Unfortunately, in some situations, managed care systems or insurers have interfered with and defeated the purpose of trauma system networks because:

(A) The managed care system or insurer may not authorize treatment for a severely injured patient unless there is prior authorization. On many nights and weekends, prompt prior authorization is almost impossible to obtain. Trauma is by definition an emergency condition, and treatment cannot wait for such delays.

(B) The managed care system or insurer may deny coverage unless the patient is transferred either to a hospital with which there is an existing contract or to a hospital where specific doctors who are already contracted to the health care entity have privileges and practice medicine. This forced triage may not be appropriate for the severity of the patient's injury and, therefore, may not be in the injured patient's best medical interests.

(C) In many instances in which care has been provided at a trauma center, reimbursement from the managed care system or insurer has been denied or severely limited.

Trauma systems have been designed to provide the most rapid, coordinated medical services to injured patients. The American College of Surgeons believes that managed care plans and insurers should be required to allow their patients to be treated in trauma centers or emergency facilities when true medical emergencies arise. Delaying or denying approval in such circumstances, or requiring transfer to another facility as a condition of payment, may seriously compromise the effective medical treatment of a severely injured patient.

Agreement upon the following principles should ensure that any patient brought to a trauma center will receive the best possible medical care:

  1. No impediment to prompt acute trauma care as determined by the regional trauma system should be permitted.
  2. Approval for treatment should be automatic when admissions or transfers are deemed necessary by the physician or surgeon at the trauma facility.
  3. Prompt reimbursement for all trauma care at trauma centers that have been verified by the American College of Surgeons and/or verified by the state should be the norm.
  4. Managed care systems and trauma centers should establish agreements to ensure that transfer does not interrupt continuity of vital medical care for injured patients and result in avoidable complications.
  5. There should be no barriers to the exchange of data allowing for procedures to monitor the quality of performance and verification of the outcome of the care of trauma patients.
  6. A mechanism for the rapid and appropriate resolution of conflicts should be in place.

Trauma centers and managed care agencies should coordinate their efforts to obtain long-term outcome and cost data in order to promote optimal patient management.
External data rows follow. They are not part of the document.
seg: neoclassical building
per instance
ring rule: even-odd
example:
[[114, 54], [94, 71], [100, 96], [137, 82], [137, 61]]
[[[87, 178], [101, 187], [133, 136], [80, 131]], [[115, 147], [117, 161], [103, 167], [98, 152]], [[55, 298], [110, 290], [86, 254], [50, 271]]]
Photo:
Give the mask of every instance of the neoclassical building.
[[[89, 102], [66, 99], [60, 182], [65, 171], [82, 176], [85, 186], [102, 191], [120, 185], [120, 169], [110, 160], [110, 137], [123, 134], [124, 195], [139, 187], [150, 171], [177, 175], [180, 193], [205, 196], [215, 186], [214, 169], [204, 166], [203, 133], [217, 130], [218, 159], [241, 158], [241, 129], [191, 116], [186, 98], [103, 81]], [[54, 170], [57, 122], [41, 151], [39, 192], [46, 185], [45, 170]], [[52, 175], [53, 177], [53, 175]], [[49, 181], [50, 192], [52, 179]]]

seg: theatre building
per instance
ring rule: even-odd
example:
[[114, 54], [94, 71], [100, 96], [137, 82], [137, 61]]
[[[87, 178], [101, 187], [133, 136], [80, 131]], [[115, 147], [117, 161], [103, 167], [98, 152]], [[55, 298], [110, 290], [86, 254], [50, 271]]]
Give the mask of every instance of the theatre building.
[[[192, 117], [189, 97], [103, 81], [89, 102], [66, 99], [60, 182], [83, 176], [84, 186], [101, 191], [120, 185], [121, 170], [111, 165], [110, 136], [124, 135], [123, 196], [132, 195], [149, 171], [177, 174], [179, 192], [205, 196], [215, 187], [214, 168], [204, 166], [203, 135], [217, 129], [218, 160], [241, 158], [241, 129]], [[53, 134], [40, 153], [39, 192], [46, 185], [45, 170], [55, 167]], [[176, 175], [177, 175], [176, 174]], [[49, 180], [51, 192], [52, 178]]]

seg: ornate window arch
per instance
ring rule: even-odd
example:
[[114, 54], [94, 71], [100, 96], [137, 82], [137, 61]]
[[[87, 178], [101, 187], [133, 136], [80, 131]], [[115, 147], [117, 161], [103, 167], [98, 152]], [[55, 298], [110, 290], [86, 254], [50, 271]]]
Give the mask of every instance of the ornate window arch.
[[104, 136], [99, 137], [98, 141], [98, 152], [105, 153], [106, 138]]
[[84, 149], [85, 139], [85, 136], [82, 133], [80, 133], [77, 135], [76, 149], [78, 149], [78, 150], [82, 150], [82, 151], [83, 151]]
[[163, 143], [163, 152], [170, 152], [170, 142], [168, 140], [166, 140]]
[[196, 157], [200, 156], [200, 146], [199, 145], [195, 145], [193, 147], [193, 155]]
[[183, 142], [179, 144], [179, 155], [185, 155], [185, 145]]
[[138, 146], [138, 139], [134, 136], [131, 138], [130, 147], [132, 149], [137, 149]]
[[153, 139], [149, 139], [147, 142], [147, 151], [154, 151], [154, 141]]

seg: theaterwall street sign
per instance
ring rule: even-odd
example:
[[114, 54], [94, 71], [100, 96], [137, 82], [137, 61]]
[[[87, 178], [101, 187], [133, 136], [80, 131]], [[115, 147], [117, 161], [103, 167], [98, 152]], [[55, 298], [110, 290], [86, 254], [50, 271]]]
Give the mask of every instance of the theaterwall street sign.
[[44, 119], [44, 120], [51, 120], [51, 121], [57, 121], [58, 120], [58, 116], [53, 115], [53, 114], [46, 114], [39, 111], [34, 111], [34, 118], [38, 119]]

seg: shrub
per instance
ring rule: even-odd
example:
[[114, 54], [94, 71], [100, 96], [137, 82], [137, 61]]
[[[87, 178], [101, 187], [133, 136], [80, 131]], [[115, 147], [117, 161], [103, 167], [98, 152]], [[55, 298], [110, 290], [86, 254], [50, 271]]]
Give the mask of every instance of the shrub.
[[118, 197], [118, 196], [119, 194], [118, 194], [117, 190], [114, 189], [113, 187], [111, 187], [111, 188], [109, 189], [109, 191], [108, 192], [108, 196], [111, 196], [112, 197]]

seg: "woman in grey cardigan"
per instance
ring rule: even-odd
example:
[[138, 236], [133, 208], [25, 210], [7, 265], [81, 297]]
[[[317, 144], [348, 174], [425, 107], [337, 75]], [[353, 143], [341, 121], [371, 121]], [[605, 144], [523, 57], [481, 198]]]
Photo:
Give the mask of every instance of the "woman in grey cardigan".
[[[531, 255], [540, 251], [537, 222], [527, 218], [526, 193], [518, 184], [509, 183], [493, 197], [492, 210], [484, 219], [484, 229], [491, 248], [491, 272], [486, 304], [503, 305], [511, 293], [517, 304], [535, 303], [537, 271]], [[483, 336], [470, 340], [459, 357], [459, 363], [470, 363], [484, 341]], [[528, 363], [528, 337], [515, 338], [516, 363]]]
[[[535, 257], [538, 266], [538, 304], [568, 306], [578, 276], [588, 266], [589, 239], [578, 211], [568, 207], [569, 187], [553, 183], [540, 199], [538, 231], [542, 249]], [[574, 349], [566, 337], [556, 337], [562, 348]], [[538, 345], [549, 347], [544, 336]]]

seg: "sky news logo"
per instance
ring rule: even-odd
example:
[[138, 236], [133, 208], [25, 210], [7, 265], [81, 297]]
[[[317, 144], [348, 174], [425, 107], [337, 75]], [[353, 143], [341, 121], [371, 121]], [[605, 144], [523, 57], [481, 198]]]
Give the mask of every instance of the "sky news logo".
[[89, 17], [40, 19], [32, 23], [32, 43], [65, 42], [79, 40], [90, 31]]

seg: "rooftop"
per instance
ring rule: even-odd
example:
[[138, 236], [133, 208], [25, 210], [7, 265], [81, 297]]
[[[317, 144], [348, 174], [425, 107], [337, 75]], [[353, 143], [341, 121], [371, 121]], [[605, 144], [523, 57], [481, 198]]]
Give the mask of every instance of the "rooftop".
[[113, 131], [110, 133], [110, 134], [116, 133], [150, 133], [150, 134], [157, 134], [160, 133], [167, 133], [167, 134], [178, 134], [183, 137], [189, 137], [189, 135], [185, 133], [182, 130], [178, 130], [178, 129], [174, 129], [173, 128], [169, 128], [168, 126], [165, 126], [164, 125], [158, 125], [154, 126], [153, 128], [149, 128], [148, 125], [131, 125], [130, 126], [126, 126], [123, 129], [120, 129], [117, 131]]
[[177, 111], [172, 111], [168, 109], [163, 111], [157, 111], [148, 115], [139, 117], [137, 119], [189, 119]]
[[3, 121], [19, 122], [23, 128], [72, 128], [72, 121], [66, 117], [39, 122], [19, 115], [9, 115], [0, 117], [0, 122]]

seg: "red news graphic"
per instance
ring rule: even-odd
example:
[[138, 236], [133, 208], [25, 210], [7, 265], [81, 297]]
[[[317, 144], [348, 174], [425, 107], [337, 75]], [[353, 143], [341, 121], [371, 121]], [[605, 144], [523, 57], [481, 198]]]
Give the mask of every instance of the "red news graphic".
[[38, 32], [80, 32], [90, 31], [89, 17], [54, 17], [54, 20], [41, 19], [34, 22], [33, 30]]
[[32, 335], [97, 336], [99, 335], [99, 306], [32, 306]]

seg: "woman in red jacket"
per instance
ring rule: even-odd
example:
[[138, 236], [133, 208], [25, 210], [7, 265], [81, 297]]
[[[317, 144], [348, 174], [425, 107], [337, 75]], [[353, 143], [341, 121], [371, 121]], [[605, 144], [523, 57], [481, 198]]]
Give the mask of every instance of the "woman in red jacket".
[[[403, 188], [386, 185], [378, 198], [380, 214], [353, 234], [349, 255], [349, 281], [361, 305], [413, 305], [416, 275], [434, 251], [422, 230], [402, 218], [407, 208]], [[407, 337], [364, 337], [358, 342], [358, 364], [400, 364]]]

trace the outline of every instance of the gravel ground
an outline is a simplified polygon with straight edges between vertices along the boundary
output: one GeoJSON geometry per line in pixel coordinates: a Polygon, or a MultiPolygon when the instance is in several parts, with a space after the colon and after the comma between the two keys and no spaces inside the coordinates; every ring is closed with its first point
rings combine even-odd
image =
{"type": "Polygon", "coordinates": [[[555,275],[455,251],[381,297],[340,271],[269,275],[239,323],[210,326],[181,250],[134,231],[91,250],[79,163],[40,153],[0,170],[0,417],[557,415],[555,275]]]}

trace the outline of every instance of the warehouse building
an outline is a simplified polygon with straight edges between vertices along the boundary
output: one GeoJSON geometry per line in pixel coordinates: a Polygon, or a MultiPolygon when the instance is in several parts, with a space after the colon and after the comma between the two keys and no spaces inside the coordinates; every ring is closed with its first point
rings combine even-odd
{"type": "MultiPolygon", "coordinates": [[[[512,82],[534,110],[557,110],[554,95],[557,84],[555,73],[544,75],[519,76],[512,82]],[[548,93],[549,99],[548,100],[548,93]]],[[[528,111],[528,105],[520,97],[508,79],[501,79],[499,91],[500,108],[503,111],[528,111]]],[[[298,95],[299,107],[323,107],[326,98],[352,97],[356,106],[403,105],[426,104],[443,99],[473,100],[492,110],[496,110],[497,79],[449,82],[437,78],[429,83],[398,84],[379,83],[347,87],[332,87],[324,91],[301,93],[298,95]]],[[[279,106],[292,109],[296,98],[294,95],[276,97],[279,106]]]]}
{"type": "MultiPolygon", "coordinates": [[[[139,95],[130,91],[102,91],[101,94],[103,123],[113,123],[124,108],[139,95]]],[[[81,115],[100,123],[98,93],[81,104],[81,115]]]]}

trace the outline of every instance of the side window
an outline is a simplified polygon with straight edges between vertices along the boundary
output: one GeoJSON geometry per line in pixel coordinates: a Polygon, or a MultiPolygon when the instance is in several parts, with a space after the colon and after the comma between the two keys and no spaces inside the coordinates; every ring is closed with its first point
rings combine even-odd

All decisions to transfer a patient should require a physician-to-physician request and should be based on the patient's condition and the appropriateness of the receiving facility's resources relative to the patient's needs. The final decision to transfer the patient should remain with the trauma surgeon, who, as attending physician, has the best information regarding the patient's injuries, condition, and needs.

These types of patient care guarantees should be incorporated in licensing requirements for managed care health systems and insurers in all states.